Nov 14, 2014

Famous Inventions by Women

A Shaker community in Massachusetts had a woman named Tabitha Babbitt who worked as a weaver. She would regularly witness the men cutting the wood with a pit saw (a two-handled saw that needed two individuals to operate). Although the saw needed to be pulled in two directions to cut the wood, there was only cutting going on when the saw was being pulled in a forward direction making the backward motion useless. In 1810 Babbitt developed her own draft of a saw that was circular in shape and would eventually be commonly used in saw mills. She attached the blade to her own spinning wheel in order to make every movement count toward cutting results.

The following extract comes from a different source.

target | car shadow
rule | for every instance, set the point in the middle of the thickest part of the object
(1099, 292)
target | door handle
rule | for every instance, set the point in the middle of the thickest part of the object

Admiral Grace Murray Hopper joined the military during 1943 and was stationed at Harvard University where she was employed using IBM’s Harvard Mark I computer, which was the first large-scale computer in the US. She was the third individual programming the machine and she wrote a handbook of operations that led the way for many that would follow her. During the 1950s, the Admiral came out with the compiler, which converted English instructions into a computer code. This meant that computer code could be developed by programmers with less errors and complications. Hopper then created the Flow-Matic, which was utilized to program the UNIVAC I and II computers. Hopper had also been overseeing the advancements of Common Business-Oriented Language or (COBOL), which was one of the very first computer languages. She went on to obtain various awards for her work and even had a US warship named after her. Heard her speak one time and she used a length of wire 11.8 inches long as a prop. She described how light traveled that distance in one nanosecond.